The PEcAn workflow system allows ecosystem modeling to be more reproducible, automated, and transparent in terms of operations applied to data, and thus ultimately more comprehensible to both peers and the public. It reduces the redundancy of effort among modeling groups, facilitates collaboration, and makes models more accessible the rest of the research community. -- (https://github.com/PecanProject/pecan)
As a graduate research assistant for this project, I was responsible for creating and testing code that extracted, debiased, and temporally downscaled meteorological data. I developed code coherent with the systematic guidelines we had set and assimilated the scripts within the workflow. The scripts that I developed can now be accessed through the PEcAn R package and users can now extract a wide variety of datasets, debias the data, and temporally downscale the data in a robust fashion. These scripts can be accessed through my Github page (https://github.com/jsimkins2). I'll provide a more detailed explanation of the functions I developed below.
Data Extraction Functions
Each of these functions extract netCDF (Network Common Data Format) files from a THREDDS (Thematic Real-time Environmental Distributed Data Services) catalog using OPeNDAP (Open-source Project for a Network Data Access Protocol). I convert latitude & longitude from canonical coordinates to decimal form and query meteorological variables for specified years. The output of each function is a netCDF file with the PEcAn standard framework so that each meteorological data file can be downloaded on the fly and used to drive an ecosystem model in PEcAn.
download.CRUNCEP - Climate Research Unit, National Centers for Environmental Prediction (CRUNCEP) is a global reanalysis meteorological data product.
download.CRUNCEP_NARR - North American Regional Reanalysis meteorological data product is a high resolution data product that encompasses CONUS from Climate Research Unit, National Centers for Environmental Prediction
download.GFDL - Extracts global climate projected data from the Geophysical Fluid Dynamics Laboratory (GFDL)
download.MACA - Extracts spatially downscaled CMIP5 (Climate Model Intercomparison Project 5) projected data over CONUS available from the Multivariate Adaptive Constructed Analogs (MACA) database
Statistical Correction Functions
These functions offer robust statistical corrections of meteorological data. Nearly all meteorological data is offered at a coarse spatial resolution and coarse temporal resolution. We can improve the poor resolution data by training it using a specified dataset with better resolution. The debias script will debias poor resolution data by a training dataset through a number of methods which a user can select. These methods currently include debiasing based on mean, median, and linear regression. I have also added a window argument that allows a user to specify a time window from which we can debias. The next set of functions I have developed are combined into the Temporal Downscale Meteorology (TDM) family. These functions allow a user to statistically downscale daily resolution meteorological data based on the covariances and betas of an hourly resolution data product. We offer the first open source temporal downscaling procedure that propagates uncertainty and generates ensembles of predictions. We generate subdaily models based on the hourly statistics of the training dataset and use these to downscale the daily resolution data via linear regression. I have generalized these scripts so any type of meteorological data can be used to train poor resolution data, though the most robust data comes from eddy covariance towers.
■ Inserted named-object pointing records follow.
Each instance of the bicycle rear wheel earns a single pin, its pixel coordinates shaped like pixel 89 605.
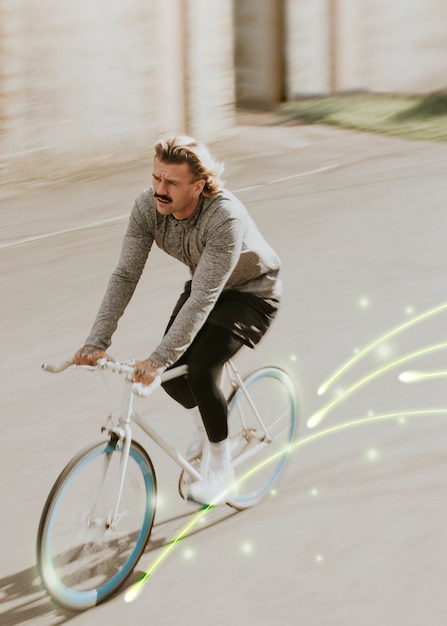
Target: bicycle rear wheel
pixel 83 558
pixel 259 459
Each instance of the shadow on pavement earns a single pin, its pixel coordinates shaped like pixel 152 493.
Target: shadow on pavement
pixel 23 598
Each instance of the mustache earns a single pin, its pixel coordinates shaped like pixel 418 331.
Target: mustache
pixel 162 197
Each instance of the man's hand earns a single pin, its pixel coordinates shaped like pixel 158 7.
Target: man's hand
pixel 146 372
pixel 90 355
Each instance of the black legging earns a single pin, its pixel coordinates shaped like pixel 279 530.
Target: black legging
pixel 205 357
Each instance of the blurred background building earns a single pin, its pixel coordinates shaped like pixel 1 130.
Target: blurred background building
pixel 97 81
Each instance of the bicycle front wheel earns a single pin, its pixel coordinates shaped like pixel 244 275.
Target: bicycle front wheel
pixel 262 427
pixel 84 552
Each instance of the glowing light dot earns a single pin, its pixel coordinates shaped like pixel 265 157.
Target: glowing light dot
pixel 372 454
pixel 189 554
pixel 364 303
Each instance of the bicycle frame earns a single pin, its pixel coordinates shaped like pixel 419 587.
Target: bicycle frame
pixel 123 431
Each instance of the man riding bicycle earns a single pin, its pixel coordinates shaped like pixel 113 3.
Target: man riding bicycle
pixel 230 301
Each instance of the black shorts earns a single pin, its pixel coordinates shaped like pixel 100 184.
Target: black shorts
pixel 245 315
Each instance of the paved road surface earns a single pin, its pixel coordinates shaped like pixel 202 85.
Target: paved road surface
pixel 355 535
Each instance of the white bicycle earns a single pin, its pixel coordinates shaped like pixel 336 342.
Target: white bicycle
pixel 99 514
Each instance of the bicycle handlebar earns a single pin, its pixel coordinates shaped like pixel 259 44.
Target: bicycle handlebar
pixel 122 368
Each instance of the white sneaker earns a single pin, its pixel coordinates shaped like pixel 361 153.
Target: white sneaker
pixel 219 483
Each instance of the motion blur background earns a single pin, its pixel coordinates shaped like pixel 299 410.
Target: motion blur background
pixel 97 81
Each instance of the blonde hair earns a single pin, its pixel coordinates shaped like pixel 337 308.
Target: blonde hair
pixel 202 164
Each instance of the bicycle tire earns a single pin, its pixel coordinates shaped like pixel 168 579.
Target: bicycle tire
pixel 273 394
pixel 81 560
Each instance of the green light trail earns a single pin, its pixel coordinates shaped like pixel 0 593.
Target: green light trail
pixel 317 417
pixel 136 588
pixel 415 376
pixel 395 331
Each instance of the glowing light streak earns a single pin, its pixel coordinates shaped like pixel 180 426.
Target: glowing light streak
pixel 413 376
pixel 133 592
pixel 318 416
pixel 394 331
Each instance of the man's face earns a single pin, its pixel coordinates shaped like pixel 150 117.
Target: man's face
pixel 175 191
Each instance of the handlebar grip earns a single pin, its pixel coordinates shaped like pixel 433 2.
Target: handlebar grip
pixel 56 369
pixel 143 391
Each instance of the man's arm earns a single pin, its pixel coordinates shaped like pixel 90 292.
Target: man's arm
pixel 134 252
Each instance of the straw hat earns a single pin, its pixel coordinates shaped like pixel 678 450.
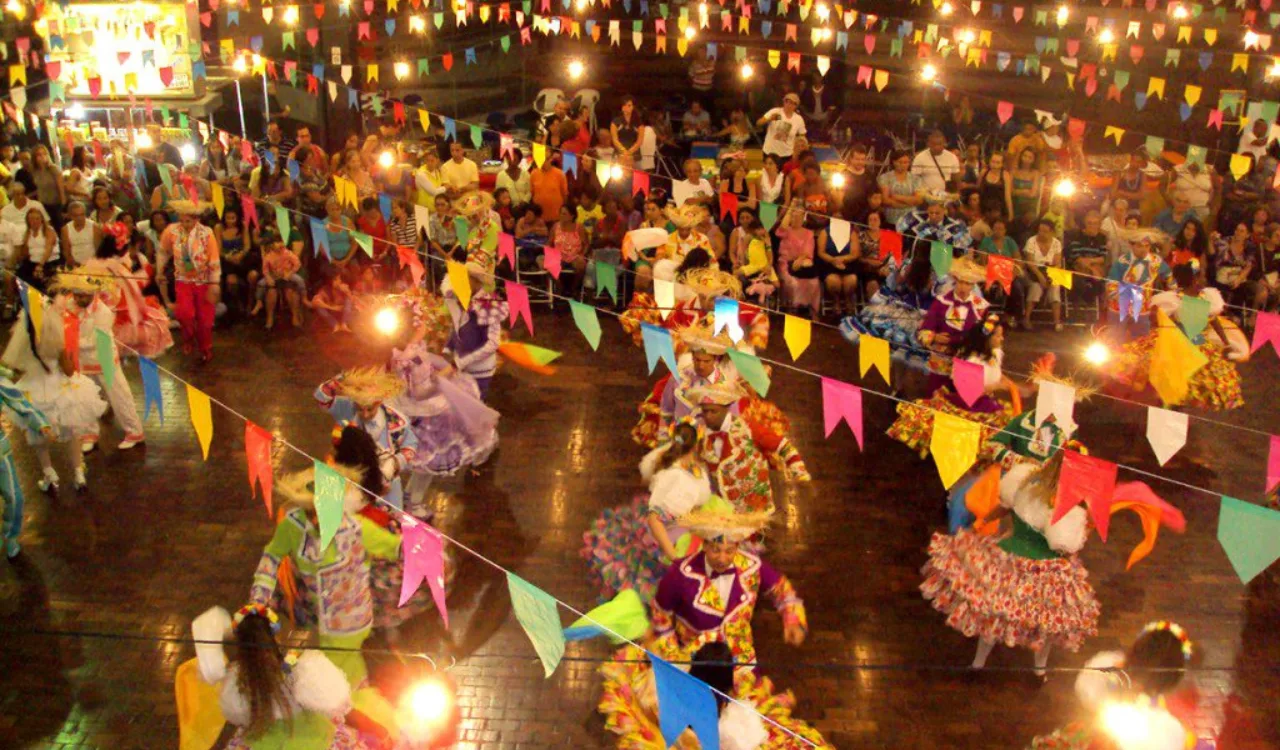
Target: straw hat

debias.met - takes meteorological data and debiases it based on statistics from a training dataset
tdm_nc2dat.train - Combines netCDF met files and parses them for specific use in the tdm_gen_subdaily_models function
tdm_gen_subdaily_models - Reads dat.train created in previous step, configures lag/next time steps for coherence, and calls tdm_temporal_downscale_functions.R to generate subdaily models and betas of the hourly meteorological dataset
tdm_temporal_downscale_functions.R - Does the heavy lifting for the tdm_gen_subdaily_models function
tdm_predict_subdaily_met - This is the workflow script that actually calls the final script (tdm_temporal_downscale.R) to downscale the modeled daily dataset. This script outputs multiple ensembles of meteorological data of netCDF files that are ready to be used by the PEcAn workflow to run ecosystem models.
tdm_temporal_downscale.R - Does the heavy lifting for the tdm_predict_subdaily_met function
I presented preliminary research using my Temporal Downscaling algorithms where I analyzed sources of uncertainty in projecting the impact of future climates for ecosystem carbon cycling at the American Geophysical Union Conference in December 2016.